Les derniers kilomètres rocheux se déplaçaient lentement, mais je suis arrivé à Doc’s Knob Shelter avant la tombée de la nuit. Le lollygagging à Dismal Falls ne m’avait finalement pas coûté. Un autre randonneur était déjà à la maison, et nous avons bavardé maladroitement pendant que je recueillais et filtrais de l’eau d’une source sous le porche. Il ne s’attendait pas à de la compagnie, il avait donc planté sa tente à l’intérieur de l’abri pour empêcher les souris de courir sur son visage comme elles l’avaient fait la dernière fois qu’il avait dormi dans un abri dans les Smokies. Il y avait encore beaucoup de plancher en bois pour moi, mais j’ai plutôt choisi de le placer dans le fourré de rhododendrons à proximité. J’aurais fait la même chose même si l’abri avait été vide.

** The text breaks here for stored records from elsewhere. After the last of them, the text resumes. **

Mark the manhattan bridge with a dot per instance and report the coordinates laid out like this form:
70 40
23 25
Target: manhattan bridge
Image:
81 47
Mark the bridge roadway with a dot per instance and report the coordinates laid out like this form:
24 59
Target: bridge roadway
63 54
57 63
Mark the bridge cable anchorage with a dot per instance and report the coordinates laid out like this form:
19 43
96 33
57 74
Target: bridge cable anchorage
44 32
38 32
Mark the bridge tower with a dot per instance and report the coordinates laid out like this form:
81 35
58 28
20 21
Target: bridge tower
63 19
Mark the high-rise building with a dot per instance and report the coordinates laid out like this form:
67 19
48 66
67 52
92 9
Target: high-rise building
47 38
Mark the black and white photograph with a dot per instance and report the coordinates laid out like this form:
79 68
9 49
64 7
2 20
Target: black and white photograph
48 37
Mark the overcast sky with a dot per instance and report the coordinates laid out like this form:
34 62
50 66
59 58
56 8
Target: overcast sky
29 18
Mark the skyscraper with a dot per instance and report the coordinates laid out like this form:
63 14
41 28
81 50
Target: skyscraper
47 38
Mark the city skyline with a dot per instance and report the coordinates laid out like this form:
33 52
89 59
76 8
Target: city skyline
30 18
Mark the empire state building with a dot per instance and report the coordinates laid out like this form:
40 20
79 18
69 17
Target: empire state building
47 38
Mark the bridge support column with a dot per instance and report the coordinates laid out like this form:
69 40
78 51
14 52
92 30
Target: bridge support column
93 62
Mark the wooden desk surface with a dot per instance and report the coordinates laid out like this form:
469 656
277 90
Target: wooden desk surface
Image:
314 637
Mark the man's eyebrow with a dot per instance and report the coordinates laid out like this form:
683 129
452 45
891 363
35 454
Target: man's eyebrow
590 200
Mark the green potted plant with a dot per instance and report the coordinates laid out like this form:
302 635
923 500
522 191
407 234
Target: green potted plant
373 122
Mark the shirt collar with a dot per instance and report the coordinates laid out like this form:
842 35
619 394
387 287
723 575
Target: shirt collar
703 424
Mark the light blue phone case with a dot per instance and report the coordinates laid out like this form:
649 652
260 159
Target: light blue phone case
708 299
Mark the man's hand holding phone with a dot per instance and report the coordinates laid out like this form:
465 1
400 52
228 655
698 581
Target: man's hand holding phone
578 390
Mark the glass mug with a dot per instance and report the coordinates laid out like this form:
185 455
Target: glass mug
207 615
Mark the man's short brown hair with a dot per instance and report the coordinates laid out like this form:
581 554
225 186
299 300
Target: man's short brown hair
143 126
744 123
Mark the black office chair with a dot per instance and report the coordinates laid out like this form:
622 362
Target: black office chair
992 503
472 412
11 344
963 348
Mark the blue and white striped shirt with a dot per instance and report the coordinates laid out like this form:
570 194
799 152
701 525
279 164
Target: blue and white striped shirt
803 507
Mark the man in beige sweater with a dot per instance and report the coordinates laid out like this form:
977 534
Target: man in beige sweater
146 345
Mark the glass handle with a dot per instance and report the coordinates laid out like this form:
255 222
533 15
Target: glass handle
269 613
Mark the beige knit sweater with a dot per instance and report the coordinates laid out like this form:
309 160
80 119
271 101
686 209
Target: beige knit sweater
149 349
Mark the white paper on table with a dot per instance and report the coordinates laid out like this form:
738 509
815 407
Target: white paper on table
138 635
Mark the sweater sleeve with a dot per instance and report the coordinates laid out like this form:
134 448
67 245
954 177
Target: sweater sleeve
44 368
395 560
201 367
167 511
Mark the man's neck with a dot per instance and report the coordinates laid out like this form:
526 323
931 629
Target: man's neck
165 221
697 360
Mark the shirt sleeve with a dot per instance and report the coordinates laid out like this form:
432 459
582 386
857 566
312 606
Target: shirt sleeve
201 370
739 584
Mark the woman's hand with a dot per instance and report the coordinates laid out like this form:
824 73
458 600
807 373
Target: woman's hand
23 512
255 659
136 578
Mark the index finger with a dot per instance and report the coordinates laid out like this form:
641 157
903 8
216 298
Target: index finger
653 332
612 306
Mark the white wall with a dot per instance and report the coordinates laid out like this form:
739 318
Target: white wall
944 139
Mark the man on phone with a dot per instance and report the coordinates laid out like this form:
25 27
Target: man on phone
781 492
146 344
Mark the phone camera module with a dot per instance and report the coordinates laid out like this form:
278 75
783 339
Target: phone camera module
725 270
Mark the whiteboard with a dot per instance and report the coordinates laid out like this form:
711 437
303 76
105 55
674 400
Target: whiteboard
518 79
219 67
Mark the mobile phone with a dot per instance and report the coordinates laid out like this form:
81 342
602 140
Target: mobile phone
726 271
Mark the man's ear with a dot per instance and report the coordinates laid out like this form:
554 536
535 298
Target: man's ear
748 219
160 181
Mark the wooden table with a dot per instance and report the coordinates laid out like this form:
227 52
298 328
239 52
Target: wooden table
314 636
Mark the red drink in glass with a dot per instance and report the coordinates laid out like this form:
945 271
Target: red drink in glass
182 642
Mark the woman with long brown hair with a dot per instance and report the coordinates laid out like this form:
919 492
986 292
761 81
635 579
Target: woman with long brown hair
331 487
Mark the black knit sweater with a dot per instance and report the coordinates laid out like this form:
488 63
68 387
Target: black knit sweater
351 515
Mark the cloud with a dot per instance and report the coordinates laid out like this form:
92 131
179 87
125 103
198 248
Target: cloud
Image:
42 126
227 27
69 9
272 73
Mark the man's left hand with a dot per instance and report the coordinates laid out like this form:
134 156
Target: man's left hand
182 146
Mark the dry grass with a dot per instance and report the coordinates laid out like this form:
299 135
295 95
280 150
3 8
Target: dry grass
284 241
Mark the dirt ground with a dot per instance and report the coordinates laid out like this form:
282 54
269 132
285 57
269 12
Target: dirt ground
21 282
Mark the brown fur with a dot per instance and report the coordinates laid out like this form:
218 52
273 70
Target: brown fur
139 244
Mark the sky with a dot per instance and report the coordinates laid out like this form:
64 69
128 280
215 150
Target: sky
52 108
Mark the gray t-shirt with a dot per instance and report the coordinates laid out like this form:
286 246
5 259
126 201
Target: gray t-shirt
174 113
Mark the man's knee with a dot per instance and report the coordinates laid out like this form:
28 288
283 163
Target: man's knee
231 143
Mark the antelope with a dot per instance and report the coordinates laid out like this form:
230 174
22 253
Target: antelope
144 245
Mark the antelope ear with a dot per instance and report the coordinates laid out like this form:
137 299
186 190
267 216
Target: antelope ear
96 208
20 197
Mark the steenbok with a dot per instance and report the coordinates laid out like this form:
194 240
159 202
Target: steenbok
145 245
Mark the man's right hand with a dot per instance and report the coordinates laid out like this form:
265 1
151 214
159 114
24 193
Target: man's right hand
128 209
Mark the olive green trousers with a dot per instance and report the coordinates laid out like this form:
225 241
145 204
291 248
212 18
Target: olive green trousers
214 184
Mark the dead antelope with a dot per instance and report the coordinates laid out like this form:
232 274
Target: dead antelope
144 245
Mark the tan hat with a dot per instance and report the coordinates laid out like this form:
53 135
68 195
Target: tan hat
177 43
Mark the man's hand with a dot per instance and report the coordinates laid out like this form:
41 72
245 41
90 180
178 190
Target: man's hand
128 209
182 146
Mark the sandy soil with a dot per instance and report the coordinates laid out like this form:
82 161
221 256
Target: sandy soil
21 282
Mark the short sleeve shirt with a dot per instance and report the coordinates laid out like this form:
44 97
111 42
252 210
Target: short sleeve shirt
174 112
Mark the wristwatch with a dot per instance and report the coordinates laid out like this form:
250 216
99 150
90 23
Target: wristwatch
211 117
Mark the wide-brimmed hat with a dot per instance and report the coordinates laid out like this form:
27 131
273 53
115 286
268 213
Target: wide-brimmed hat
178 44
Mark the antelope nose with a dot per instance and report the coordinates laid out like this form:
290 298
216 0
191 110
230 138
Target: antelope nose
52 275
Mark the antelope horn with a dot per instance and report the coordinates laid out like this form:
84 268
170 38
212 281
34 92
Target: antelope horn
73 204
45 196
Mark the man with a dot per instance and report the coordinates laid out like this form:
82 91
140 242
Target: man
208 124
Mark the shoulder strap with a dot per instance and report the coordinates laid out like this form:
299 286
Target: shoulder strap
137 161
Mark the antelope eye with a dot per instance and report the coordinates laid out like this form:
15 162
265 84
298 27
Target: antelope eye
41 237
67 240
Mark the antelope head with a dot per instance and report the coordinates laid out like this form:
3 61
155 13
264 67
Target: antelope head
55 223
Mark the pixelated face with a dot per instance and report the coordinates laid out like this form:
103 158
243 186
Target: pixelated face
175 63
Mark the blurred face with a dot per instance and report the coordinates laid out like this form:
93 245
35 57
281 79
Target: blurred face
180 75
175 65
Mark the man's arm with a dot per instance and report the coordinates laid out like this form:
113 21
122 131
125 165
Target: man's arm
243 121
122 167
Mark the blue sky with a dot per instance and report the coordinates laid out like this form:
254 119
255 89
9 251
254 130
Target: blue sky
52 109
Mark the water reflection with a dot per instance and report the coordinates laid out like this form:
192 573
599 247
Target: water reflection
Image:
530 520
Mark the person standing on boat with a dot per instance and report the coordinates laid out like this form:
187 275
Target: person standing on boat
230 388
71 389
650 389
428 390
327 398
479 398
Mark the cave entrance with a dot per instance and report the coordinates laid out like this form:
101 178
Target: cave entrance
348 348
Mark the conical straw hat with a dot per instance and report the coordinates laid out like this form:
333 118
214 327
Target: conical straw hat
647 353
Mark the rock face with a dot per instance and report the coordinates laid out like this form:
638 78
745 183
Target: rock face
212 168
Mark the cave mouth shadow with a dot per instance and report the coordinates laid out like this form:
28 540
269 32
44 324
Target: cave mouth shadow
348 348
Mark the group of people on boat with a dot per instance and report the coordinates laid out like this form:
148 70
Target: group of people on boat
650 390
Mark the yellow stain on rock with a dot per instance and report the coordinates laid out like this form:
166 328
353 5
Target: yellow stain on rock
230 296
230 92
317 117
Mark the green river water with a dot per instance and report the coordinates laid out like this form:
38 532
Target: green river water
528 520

Ma place était presque plate, et je me suis allongé, berçant mon bol de couscous, reconnaissant d’avoir survécu à la journée. Et j’étais en fait satisfait de la façon dont les choses se sont déroulées. Ça aurait pu être bien pire, c’est certain. Dismal Falls m’a sauvé la vie et j’ai remercié mon corps d’être gentil avec moi. Non, rien de lugubre à propos de la journée. J’ai mangé. J’ai considéré. Je dormais.

Cet article a été initialement publié sur mon blog randonnéefordays.com. Consultez-le pour les rapports de voyage de mes autres randonnées, y compris le CDT et la Sierra High Route.